Auch steht Azmeh nicht, wie viele europäische Solisten, regungslos vorm
Publikum, sondern tänzelt, einem Jazzer gleich, vor dem Orchester her.
Schaut mal schelmisch, mal ernst und erzeugt auf der flüsternden,
singenden, schnarrenden Klarinette die passenden Geräusche. Azmeh ist, wie
der jüdische Klarinettist Giora Feidman, ein Geschichtenerzähler und bewegt
sich, als sei das hier ein Pub und kein Saal mit 2.100 Zuhörern.
Überhaupt ist das ein Abend der Bewegung. Ein unkonventioneller Event, der
der Elbphilharmonie für ein paar Stunden den Ruch des Großbürgerlichen
nimmt. Denn erstens sind viele – durch „Konzertpaten“ kostenlos in die
Elbphilharmonie gebrachte – Flüchtlinge im Publikum, das erstmals wirklich
weltoffen wirkt.
Zweitens sprengt das Konzert auch organisatorisch ein bisschen den Rahmen.

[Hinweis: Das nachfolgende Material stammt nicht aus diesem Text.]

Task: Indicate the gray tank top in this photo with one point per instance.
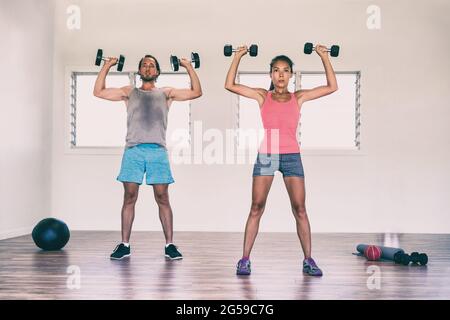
(146, 117)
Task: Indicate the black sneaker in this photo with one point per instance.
(120, 252)
(172, 252)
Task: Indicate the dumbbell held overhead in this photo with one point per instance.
(99, 58)
(309, 48)
(228, 50)
(175, 62)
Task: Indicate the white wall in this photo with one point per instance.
(26, 30)
(398, 183)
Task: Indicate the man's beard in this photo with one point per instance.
(148, 79)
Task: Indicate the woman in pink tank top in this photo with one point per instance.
(279, 151)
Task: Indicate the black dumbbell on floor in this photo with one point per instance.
(99, 58)
(228, 50)
(309, 48)
(419, 258)
(175, 62)
(415, 258)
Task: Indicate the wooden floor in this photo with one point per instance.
(208, 268)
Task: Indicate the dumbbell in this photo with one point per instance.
(99, 58)
(419, 258)
(309, 48)
(415, 258)
(175, 62)
(402, 258)
(228, 50)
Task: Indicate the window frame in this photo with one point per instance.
(307, 151)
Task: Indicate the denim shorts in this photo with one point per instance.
(148, 158)
(289, 164)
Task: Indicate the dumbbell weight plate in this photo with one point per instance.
(253, 50)
(174, 63)
(98, 59)
(334, 52)
(195, 58)
(308, 48)
(120, 63)
(228, 50)
(423, 259)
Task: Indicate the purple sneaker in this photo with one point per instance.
(243, 267)
(310, 267)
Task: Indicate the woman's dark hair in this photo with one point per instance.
(156, 61)
(280, 58)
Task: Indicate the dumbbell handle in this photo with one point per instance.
(179, 60)
(236, 50)
(328, 49)
(106, 59)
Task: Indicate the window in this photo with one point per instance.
(97, 122)
(330, 122)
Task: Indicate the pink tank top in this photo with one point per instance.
(280, 120)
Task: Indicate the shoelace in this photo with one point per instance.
(242, 265)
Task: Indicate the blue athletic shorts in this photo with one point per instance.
(149, 158)
(289, 164)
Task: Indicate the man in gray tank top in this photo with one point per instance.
(145, 149)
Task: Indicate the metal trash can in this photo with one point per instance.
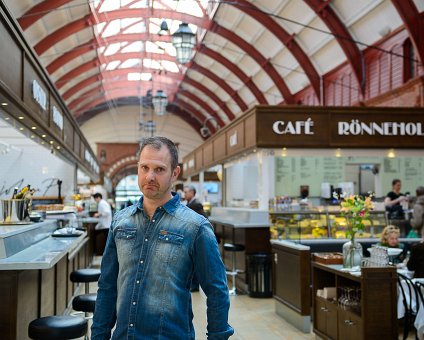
(259, 275)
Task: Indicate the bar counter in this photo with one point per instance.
(248, 227)
(34, 273)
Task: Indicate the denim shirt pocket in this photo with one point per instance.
(125, 239)
(168, 246)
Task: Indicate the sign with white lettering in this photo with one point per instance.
(57, 117)
(39, 95)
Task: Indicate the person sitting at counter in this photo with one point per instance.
(416, 260)
(417, 221)
(393, 201)
(390, 239)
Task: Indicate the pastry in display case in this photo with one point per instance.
(320, 224)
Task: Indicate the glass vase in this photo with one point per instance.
(352, 254)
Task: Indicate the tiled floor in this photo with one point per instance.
(252, 319)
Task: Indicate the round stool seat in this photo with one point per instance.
(84, 303)
(85, 275)
(57, 327)
(233, 247)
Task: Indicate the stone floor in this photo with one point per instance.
(252, 319)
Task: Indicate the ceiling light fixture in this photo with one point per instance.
(159, 102)
(184, 41)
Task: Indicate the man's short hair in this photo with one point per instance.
(395, 181)
(157, 142)
(191, 188)
(420, 191)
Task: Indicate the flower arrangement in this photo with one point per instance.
(356, 209)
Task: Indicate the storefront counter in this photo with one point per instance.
(248, 227)
(34, 274)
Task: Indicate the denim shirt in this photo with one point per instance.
(146, 271)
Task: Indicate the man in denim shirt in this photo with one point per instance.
(153, 249)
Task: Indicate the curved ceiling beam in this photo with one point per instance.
(36, 12)
(202, 104)
(414, 23)
(343, 37)
(286, 39)
(91, 45)
(258, 57)
(89, 20)
(211, 95)
(95, 63)
(112, 84)
(245, 79)
(101, 89)
(113, 73)
(187, 117)
(227, 88)
(196, 113)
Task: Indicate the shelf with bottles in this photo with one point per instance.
(320, 224)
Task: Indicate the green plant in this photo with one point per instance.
(356, 209)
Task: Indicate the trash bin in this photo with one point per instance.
(259, 275)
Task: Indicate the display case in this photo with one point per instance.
(320, 224)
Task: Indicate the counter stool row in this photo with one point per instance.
(59, 327)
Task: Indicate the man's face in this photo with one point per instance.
(188, 194)
(155, 176)
(396, 187)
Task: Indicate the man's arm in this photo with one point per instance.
(210, 272)
(105, 312)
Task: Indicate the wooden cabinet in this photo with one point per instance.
(375, 315)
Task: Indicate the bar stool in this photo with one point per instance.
(85, 275)
(85, 303)
(57, 327)
(233, 248)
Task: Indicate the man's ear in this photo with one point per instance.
(176, 173)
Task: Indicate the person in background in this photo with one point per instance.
(192, 202)
(153, 250)
(390, 237)
(416, 260)
(104, 213)
(393, 201)
(417, 221)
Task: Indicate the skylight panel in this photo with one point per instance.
(112, 65)
(109, 5)
(153, 48)
(113, 28)
(145, 76)
(170, 66)
(130, 63)
(150, 63)
(136, 46)
(112, 49)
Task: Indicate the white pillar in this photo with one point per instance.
(266, 177)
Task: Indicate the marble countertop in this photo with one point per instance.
(43, 254)
(233, 224)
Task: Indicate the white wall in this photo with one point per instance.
(23, 162)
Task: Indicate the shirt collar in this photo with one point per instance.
(169, 206)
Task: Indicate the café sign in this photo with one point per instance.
(57, 118)
(39, 95)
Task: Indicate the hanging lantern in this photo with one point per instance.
(160, 101)
(184, 41)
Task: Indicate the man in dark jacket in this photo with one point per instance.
(192, 202)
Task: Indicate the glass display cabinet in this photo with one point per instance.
(320, 224)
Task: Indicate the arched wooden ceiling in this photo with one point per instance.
(249, 51)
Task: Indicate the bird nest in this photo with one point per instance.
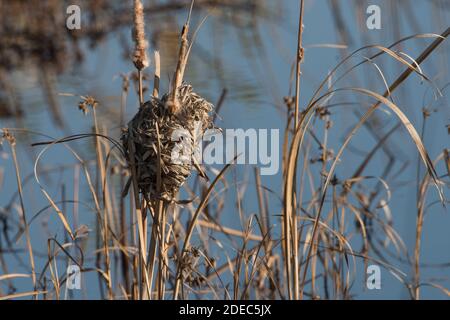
(154, 128)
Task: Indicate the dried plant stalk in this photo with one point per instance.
(140, 58)
(194, 114)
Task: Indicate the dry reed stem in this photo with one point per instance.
(140, 58)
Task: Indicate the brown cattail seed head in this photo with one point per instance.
(140, 58)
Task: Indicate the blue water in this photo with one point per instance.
(254, 64)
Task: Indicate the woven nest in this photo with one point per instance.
(154, 116)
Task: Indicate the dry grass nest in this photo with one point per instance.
(141, 139)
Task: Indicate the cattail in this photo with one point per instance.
(140, 58)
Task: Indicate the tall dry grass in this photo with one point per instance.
(145, 248)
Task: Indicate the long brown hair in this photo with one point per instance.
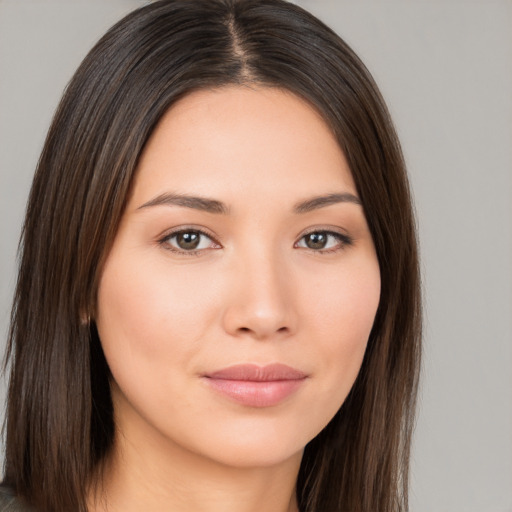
(59, 424)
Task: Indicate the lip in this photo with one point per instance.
(256, 386)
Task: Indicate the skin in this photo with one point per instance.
(253, 292)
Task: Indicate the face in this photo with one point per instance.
(236, 303)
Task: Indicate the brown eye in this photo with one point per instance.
(324, 241)
(189, 240)
(316, 240)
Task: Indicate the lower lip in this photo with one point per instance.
(256, 393)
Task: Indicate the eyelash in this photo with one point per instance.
(343, 239)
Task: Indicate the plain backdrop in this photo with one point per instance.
(445, 69)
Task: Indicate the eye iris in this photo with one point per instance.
(316, 240)
(188, 240)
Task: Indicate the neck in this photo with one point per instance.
(170, 478)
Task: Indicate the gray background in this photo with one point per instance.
(445, 68)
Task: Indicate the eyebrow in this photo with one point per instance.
(195, 202)
(322, 201)
(214, 206)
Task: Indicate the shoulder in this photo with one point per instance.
(9, 502)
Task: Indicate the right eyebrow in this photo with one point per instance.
(205, 204)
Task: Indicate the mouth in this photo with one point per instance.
(256, 386)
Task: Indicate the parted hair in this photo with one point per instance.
(59, 424)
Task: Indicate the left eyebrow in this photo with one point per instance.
(323, 201)
(195, 202)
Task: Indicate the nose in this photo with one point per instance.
(261, 301)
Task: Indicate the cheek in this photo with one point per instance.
(344, 312)
(146, 315)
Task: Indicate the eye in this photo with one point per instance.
(188, 241)
(324, 241)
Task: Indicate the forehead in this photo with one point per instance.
(235, 140)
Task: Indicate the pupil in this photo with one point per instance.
(188, 240)
(316, 240)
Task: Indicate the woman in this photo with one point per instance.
(218, 299)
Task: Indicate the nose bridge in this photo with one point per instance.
(260, 304)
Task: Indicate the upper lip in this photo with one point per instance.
(256, 373)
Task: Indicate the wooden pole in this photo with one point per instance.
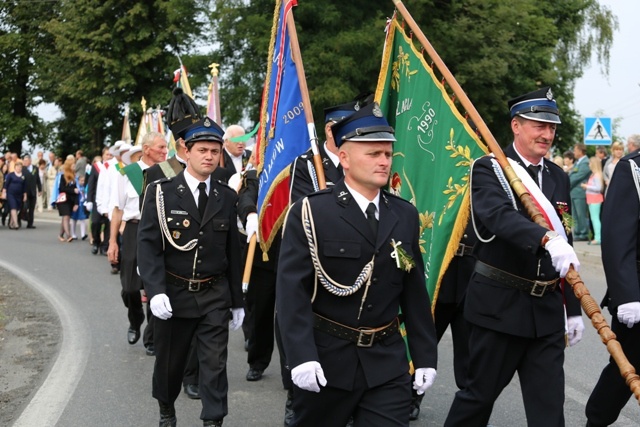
(589, 305)
(308, 114)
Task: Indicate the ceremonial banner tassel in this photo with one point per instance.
(126, 128)
(589, 305)
(433, 153)
(283, 132)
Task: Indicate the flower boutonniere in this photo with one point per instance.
(403, 259)
(567, 219)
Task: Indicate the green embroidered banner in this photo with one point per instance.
(433, 153)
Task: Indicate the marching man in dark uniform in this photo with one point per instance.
(349, 261)
(514, 301)
(621, 262)
(304, 180)
(189, 261)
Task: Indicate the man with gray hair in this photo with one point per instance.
(125, 194)
(235, 156)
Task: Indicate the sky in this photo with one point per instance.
(619, 95)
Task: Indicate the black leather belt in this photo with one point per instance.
(464, 250)
(362, 337)
(533, 287)
(192, 285)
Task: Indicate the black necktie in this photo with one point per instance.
(371, 218)
(202, 198)
(533, 171)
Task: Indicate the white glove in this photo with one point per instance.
(629, 313)
(237, 316)
(424, 379)
(304, 376)
(252, 226)
(575, 327)
(161, 307)
(562, 255)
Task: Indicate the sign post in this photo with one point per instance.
(597, 131)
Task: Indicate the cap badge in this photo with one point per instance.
(550, 95)
(376, 110)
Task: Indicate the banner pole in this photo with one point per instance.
(589, 305)
(308, 113)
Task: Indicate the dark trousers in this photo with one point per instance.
(611, 394)
(191, 371)
(172, 339)
(131, 282)
(97, 221)
(31, 207)
(451, 314)
(261, 301)
(494, 359)
(385, 405)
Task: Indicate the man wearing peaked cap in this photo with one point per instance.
(340, 287)
(515, 304)
(190, 264)
(303, 174)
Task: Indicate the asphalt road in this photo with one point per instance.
(98, 379)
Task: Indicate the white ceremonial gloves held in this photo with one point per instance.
(562, 255)
(237, 317)
(252, 226)
(629, 313)
(308, 375)
(161, 307)
(424, 379)
(575, 327)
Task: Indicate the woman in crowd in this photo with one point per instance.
(617, 152)
(80, 215)
(594, 187)
(15, 192)
(67, 200)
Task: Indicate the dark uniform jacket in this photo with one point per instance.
(248, 203)
(216, 253)
(621, 235)
(301, 182)
(345, 245)
(515, 249)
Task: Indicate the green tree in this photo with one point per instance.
(21, 41)
(111, 52)
(497, 49)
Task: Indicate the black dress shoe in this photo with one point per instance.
(254, 374)
(133, 335)
(167, 416)
(414, 407)
(150, 350)
(192, 391)
(288, 409)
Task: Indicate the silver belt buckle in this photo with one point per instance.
(365, 339)
(538, 288)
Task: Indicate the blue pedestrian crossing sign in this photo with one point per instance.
(597, 131)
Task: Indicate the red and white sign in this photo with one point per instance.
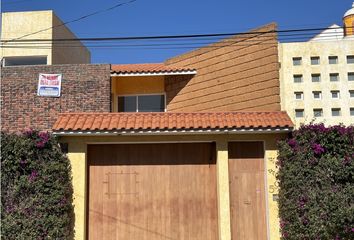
(49, 85)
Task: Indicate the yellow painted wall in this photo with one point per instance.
(349, 24)
(136, 86)
(77, 156)
(18, 24)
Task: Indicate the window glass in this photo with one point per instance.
(151, 103)
(351, 76)
(299, 95)
(315, 60)
(335, 112)
(316, 77)
(297, 78)
(297, 61)
(333, 77)
(332, 59)
(317, 94)
(127, 104)
(299, 113)
(318, 112)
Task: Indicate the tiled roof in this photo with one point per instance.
(167, 121)
(147, 68)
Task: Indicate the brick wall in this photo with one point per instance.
(238, 73)
(85, 88)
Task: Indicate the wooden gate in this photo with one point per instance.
(247, 193)
(152, 191)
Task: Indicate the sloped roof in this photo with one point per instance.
(168, 121)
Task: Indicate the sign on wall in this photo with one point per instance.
(49, 85)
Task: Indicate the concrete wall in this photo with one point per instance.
(18, 24)
(239, 73)
(78, 157)
(306, 50)
(85, 88)
(75, 53)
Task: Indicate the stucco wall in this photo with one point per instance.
(78, 158)
(306, 50)
(238, 73)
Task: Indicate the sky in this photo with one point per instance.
(179, 17)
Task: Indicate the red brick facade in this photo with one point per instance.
(85, 88)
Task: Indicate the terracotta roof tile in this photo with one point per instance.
(170, 121)
(146, 68)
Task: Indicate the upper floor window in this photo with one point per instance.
(316, 77)
(141, 103)
(351, 76)
(297, 78)
(25, 60)
(334, 77)
(332, 59)
(315, 60)
(350, 59)
(297, 61)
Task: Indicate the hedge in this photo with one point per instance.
(36, 188)
(316, 180)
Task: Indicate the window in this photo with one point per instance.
(22, 61)
(350, 59)
(299, 95)
(316, 77)
(351, 93)
(299, 113)
(351, 76)
(335, 94)
(351, 111)
(335, 112)
(317, 94)
(315, 60)
(334, 77)
(297, 61)
(318, 112)
(297, 78)
(332, 59)
(141, 103)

Es beginnt einen Hauch zu spät, ist etwas wuseliger und emotionaler. Das
ist ein Quentchen nur, ein Symbol, die Regeln des Konzertbetriebs werden
angetippt, nicht bockig gebrochen, alles bleibt professionell. Denn man
will keine Konfrontation, sondern einen Gruß von einem anderen Ort der
Welt. Hier wird ein blinder Fleck, eine Wissenslücke gefüllt, hier ist mal
Syrien zu Haus und der Hamburger fremd.
## Trauer am Euphrat
Dabei sind Geschichte und Gegenwart immer verwoben. „Die Vergessenen von
den Ufern des Euphrat“ heißt ein Stück von Dima Orsho, das an die uralte
Stadt Deir Al Zour am Euphrat erinnert, einen Fixpunkt des syrischen
Kollektivgedächtnisses. Die beklagte Stadt ist uralt, aber die Trauer über
den aktuellen Krieg überträgt sich sofort; mehr Empathie können auch Worte
nicht generieren.
Sacht und melancholisch beginnt das Orchester, quasi die Leinwand fürs
Gemälde. Folgt von einer linken Empore ein Sänger, der Bass Kai Wessel.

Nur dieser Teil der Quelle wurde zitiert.